OFDMA or Orthogonal Frequency Division Multiple Access, is a multi-user version of the popular OFDM multi-carrier digital modulation scheme. OFDMA is a modulation scheme that is used by the Wi-Fi 6 (or IEEE 802.11ax) standard. It splits the available channel into smaller sub-bands or sub-carrier frequencies. These subbands are referred to as resource units (RUs) and each resource unit is assigned to an individual user of client, thereby allowing access points (APs) to utilize the RUs to simultaneously serve multiple users.

Benefits in OFDMA Compared to OFDM and FDMA

Improved Bandwidth Efficiency by Supporting Multiple Users at a time

In the traditional OFDM scheme that is used by earlier Wi-Fi standards such as the Wi-Fi 5, each signal or data frame from a user is transmitted sequentially and thus, other users have to wait until the current user has completed transmitting all of the OFDM symbols. While this method contributes to relatively improved spectral efficiency compared to a single user, there exists a latency or delay due to this waiting or contention period. In cases where there are multiple users, the contention period will proportionately increase, resulting in an increased delay.

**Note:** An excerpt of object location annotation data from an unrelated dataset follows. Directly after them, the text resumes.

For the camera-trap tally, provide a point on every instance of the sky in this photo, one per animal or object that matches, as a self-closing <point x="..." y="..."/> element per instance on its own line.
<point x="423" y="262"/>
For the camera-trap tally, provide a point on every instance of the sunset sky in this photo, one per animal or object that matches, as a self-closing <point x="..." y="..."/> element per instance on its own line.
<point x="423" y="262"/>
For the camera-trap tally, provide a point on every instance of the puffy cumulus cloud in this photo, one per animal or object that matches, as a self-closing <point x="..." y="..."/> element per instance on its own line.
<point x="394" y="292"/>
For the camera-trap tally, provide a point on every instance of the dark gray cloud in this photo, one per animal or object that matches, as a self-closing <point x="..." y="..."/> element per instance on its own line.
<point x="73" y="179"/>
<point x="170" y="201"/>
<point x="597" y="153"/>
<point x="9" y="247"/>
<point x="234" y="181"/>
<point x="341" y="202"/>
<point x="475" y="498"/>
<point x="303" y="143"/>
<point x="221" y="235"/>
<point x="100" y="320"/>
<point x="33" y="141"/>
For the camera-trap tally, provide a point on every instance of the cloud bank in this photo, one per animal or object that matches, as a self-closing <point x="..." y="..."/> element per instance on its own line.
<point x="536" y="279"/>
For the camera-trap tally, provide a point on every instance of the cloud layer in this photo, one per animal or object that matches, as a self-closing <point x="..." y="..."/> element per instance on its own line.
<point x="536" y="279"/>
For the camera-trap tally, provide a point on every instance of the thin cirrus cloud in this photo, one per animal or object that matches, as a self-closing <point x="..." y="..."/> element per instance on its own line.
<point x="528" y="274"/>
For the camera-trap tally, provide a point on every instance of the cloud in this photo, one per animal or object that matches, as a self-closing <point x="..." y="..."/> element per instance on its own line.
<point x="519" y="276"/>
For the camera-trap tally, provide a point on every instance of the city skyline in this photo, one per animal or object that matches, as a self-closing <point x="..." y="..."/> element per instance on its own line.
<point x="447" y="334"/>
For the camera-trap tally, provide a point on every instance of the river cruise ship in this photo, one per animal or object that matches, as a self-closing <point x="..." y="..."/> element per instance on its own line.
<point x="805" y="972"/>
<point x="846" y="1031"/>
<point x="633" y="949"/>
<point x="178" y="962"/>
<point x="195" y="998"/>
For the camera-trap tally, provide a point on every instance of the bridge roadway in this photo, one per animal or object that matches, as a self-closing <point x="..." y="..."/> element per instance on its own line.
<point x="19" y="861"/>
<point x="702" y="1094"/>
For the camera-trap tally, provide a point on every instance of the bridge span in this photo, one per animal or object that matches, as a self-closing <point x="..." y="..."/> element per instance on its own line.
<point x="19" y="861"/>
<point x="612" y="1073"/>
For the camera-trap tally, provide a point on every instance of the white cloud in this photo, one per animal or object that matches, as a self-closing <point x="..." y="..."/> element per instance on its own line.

The OFDMA technique enables APs (Access Points) to communicate with multiple users by optimally assigning them to specific RUs depending on the bandwidth needed, the size of the data, and the channel condition. By dividing the channel and assigning these RUs to multiple users, multiple data frames can be simultaneously transmitted by an AP. Here, each RU is a narrowband channel and hence, the overheads that are generally added to the data frame are also reduced as opposed to OFDM. Also, the contention period is reduced as multiple users are being communicated by a single AP.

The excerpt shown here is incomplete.